Remember the Coffee Party or No Labels? You don't? Both those movements quickly disappeared from the scene shortly after being heavily hyped in the mainstream media so you can be forgiven their absence from your memories. And now the latest liberal fad, Occupy Wall Street, seems to be fading fast as well. This is the claim made by liberal Washington Post columnist Jonathan Capehart in this obituary:
The massive protests over the weekend in Chicago during the NATO summit have folks wondering if that marked a resurgence of the Occupy Wall Street movement. But I have to tell you, if those demonstrations are any indicator, OWS is going nowhere fast.
Although Capehart being a good liberal dislikes the beliefs of the Tea Party, he does compare it favorably with OWS in terms of effectiveness:
...Just like the tea party, OWS is an organic movement that resists having recognized leaders. But unlike the tea party, OWS continues to resist having a clear goal that can be achieved through the political process. And it doesn’t help that it has an aversion to the political process.

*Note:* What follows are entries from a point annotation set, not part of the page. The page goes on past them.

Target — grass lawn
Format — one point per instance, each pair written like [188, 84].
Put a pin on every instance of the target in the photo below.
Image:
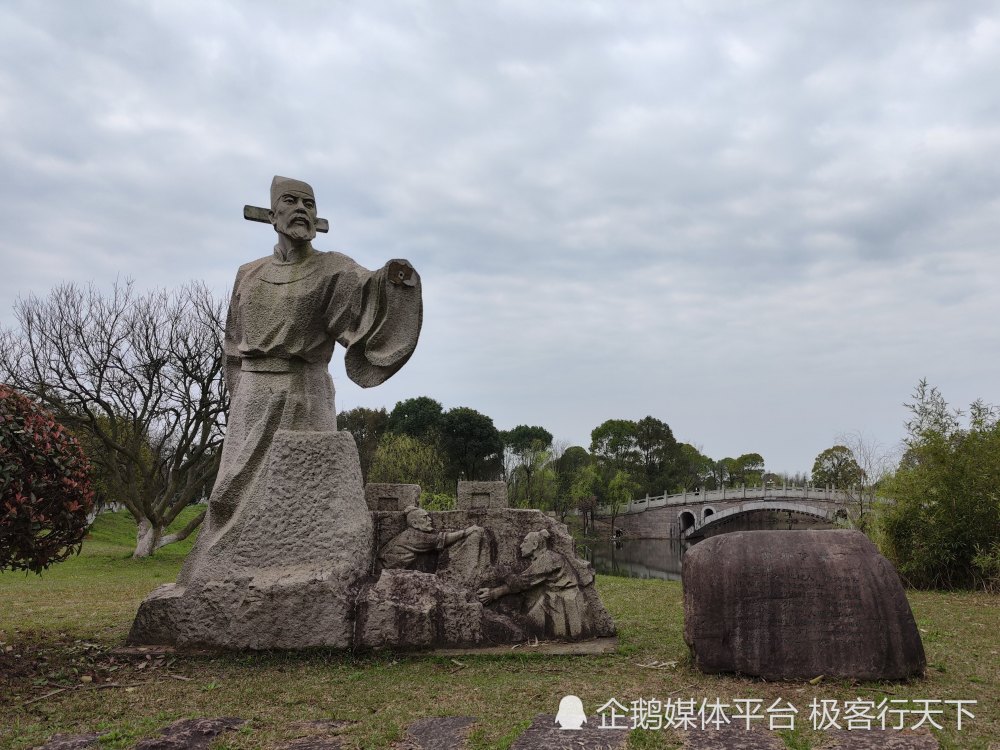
[58, 630]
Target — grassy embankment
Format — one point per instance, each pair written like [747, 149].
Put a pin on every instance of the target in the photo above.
[58, 631]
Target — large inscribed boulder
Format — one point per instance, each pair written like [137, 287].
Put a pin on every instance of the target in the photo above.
[793, 604]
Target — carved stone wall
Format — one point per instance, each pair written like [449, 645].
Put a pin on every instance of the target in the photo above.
[482, 495]
[391, 496]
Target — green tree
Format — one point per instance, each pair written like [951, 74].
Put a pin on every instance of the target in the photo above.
[746, 470]
[695, 468]
[367, 426]
[613, 443]
[401, 459]
[622, 490]
[472, 444]
[837, 467]
[420, 417]
[659, 456]
[584, 494]
[526, 450]
[942, 526]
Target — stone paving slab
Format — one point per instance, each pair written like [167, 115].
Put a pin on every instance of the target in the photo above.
[878, 739]
[189, 734]
[312, 743]
[594, 646]
[69, 742]
[437, 733]
[545, 734]
[732, 738]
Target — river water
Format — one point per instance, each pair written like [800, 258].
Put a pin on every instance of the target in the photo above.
[637, 558]
[661, 558]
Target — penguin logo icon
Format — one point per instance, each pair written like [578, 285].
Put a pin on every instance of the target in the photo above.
[571, 714]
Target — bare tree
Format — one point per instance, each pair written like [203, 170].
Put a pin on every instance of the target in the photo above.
[140, 378]
[876, 462]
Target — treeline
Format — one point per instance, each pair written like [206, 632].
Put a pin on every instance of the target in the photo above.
[422, 443]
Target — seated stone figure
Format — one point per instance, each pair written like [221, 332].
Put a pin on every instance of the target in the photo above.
[553, 602]
[419, 538]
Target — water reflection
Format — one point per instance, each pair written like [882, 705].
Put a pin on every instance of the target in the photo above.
[637, 558]
[661, 558]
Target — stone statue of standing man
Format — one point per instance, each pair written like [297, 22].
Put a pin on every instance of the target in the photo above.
[288, 536]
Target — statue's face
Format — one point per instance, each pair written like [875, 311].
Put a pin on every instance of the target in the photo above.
[421, 520]
[294, 216]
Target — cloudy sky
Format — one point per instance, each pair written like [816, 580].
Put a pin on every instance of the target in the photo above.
[761, 222]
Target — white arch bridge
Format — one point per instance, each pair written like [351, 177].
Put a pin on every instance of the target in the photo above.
[693, 514]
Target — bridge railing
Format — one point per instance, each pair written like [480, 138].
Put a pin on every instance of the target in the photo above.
[730, 494]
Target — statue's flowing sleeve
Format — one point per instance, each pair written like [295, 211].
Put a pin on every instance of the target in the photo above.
[386, 325]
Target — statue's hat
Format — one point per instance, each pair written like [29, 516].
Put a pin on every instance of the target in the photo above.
[281, 185]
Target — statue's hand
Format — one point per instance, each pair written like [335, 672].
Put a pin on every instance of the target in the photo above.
[401, 272]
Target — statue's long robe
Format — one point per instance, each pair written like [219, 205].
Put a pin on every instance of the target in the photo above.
[284, 320]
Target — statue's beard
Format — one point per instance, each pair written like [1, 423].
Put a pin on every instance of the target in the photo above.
[300, 231]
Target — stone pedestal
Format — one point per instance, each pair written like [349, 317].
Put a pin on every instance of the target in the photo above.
[286, 569]
[798, 604]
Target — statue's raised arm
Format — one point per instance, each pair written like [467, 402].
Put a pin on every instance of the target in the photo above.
[288, 311]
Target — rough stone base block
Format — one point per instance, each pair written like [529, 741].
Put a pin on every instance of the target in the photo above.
[292, 610]
[793, 604]
[285, 571]
[407, 608]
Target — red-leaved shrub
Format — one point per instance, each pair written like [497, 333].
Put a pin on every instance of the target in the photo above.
[45, 492]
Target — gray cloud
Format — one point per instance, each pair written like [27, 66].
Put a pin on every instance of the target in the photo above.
[761, 222]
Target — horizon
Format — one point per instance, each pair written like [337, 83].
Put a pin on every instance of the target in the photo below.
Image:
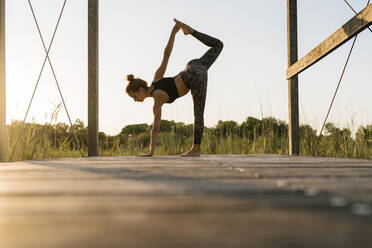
[133, 37]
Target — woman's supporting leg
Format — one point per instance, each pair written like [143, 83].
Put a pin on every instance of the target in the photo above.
[199, 96]
[216, 47]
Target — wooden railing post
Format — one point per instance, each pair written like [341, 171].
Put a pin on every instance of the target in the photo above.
[93, 70]
[2, 84]
[293, 131]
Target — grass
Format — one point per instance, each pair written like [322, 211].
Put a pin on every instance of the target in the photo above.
[253, 136]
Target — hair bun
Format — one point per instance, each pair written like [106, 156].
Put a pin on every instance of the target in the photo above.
[130, 77]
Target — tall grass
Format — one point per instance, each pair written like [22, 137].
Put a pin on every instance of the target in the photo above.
[253, 136]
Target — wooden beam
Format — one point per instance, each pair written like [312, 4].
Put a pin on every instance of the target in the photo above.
[293, 127]
[93, 67]
[354, 26]
[3, 145]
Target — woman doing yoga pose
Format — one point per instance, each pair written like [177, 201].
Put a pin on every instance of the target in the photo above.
[167, 89]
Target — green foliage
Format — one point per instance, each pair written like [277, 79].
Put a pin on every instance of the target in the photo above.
[269, 135]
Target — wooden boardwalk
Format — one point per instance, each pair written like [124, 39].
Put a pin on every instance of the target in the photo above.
[211, 201]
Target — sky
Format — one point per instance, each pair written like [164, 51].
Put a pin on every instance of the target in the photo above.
[248, 78]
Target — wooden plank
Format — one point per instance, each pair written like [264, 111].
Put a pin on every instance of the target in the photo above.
[2, 84]
[354, 26]
[93, 77]
[293, 131]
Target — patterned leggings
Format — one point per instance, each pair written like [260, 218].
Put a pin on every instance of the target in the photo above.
[195, 76]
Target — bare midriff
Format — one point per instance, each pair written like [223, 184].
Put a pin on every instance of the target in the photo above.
[181, 87]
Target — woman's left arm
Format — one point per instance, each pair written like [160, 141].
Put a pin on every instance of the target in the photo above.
[159, 74]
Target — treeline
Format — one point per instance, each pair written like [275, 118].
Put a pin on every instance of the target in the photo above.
[268, 135]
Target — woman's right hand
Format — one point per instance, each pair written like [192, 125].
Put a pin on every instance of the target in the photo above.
[176, 27]
[185, 28]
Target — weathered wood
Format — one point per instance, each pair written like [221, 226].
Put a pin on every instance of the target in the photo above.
[93, 70]
[2, 84]
[342, 35]
[293, 131]
[196, 202]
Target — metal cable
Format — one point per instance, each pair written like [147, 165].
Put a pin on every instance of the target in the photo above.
[355, 11]
[41, 71]
[339, 82]
[55, 77]
[38, 80]
[334, 95]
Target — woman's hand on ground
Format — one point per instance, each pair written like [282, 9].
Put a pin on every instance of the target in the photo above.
[176, 27]
[147, 155]
[185, 28]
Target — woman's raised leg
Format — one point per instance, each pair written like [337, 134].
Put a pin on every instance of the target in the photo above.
[216, 47]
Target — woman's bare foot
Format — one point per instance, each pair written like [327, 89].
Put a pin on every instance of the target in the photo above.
[185, 28]
[193, 152]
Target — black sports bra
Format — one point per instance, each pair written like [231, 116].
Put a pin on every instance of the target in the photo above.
[168, 85]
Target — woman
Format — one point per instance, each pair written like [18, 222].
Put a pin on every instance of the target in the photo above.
[168, 89]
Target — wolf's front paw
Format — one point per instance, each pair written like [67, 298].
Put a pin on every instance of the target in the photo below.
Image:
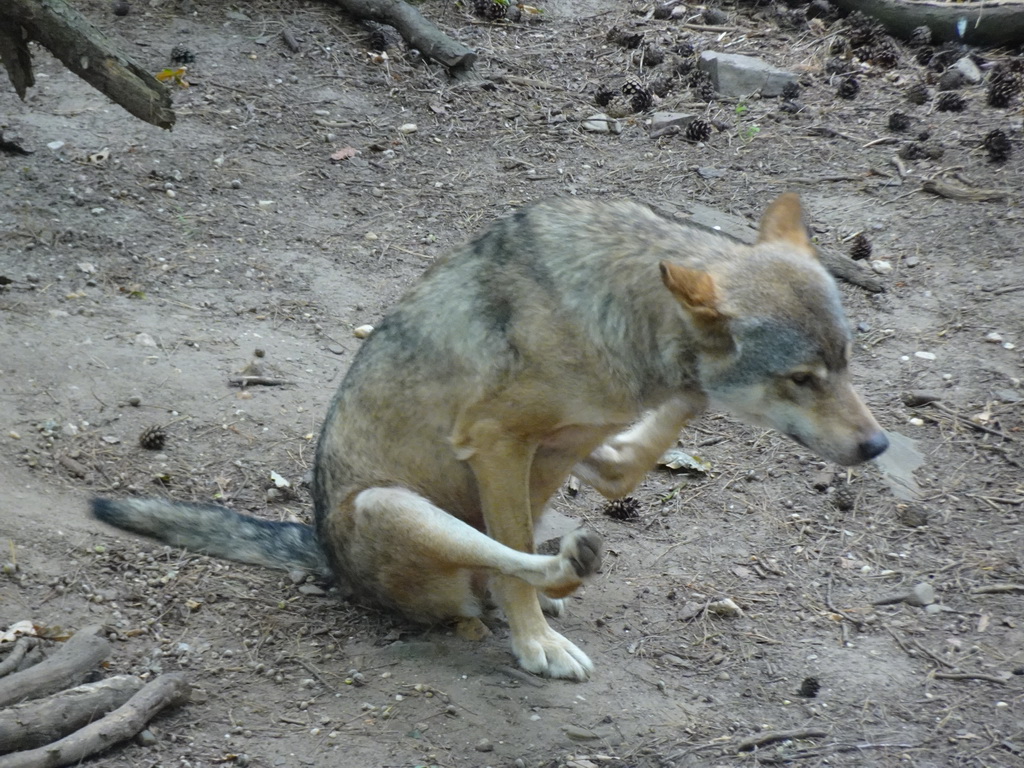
[583, 550]
[551, 654]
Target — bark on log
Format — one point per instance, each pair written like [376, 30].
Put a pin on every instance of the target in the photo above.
[66, 668]
[33, 724]
[990, 23]
[125, 722]
[419, 32]
[84, 50]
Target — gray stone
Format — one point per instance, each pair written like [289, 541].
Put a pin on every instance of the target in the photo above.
[735, 76]
[969, 70]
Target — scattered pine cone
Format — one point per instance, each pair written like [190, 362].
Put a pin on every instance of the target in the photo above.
[950, 101]
[810, 687]
[621, 37]
[998, 145]
[181, 55]
[640, 97]
[698, 130]
[844, 499]
[861, 248]
[624, 509]
[849, 88]
[1000, 93]
[491, 9]
[898, 122]
[153, 438]
[916, 93]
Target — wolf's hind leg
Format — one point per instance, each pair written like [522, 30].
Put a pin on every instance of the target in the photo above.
[617, 466]
[429, 563]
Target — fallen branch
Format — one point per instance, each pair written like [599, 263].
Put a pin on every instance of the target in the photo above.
[167, 690]
[67, 667]
[84, 50]
[418, 31]
[990, 23]
[33, 724]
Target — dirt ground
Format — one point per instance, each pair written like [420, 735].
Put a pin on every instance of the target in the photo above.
[145, 268]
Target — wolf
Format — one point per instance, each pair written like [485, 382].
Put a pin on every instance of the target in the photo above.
[572, 337]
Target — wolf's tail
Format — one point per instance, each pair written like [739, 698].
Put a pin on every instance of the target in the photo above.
[219, 531]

Think about it. When the tea party got real angry, folks who adhered to its overarching concerns about federal spending and overreach made their voices heard in protests in Washington. But they weren’t content to simply protest. Whether out of conviction or co-opting by Dick Armey or the Koch brothers, those protesters became office seekers. They upended the Republican establishment by running primary challenges to the right of sitting members of Congress — and winning. Sen. Richard Lugar (R-Ind.) is the most recent example. They provided the GOP the majority it needed to take back the House in 2010.
Unfortunately for Capehart and other liberals, OWS will never go much beyond street theater as happened most recently in Chicago. Actual political organizing just takes to much of the work they have an aversion to although Capehart still holds out a faint hope for them:
If Occupy doesn’t use this time to get actively involved in political process, it will never move from protest to power to achieve the goals it says it has.
The big question now is what was the Jump the Shark moment for the OWS non-movement? I maintain that it happened in early October, shortly after its much heralded birth, when this video from Occupy Atlanta was posted online. It displays all the hilarious self-indulgent OWS eccentricities including twinkle finger signals and human echo chambers topped off by a complete inability for the group to make any real decisions such as simply allowing Congressman John Lewis to speak. Watch and laugh as the OWS movement killed itself off by being laughed out of existence. It's kind of hard to attract adherents to a movement that made itself a national laughingstock.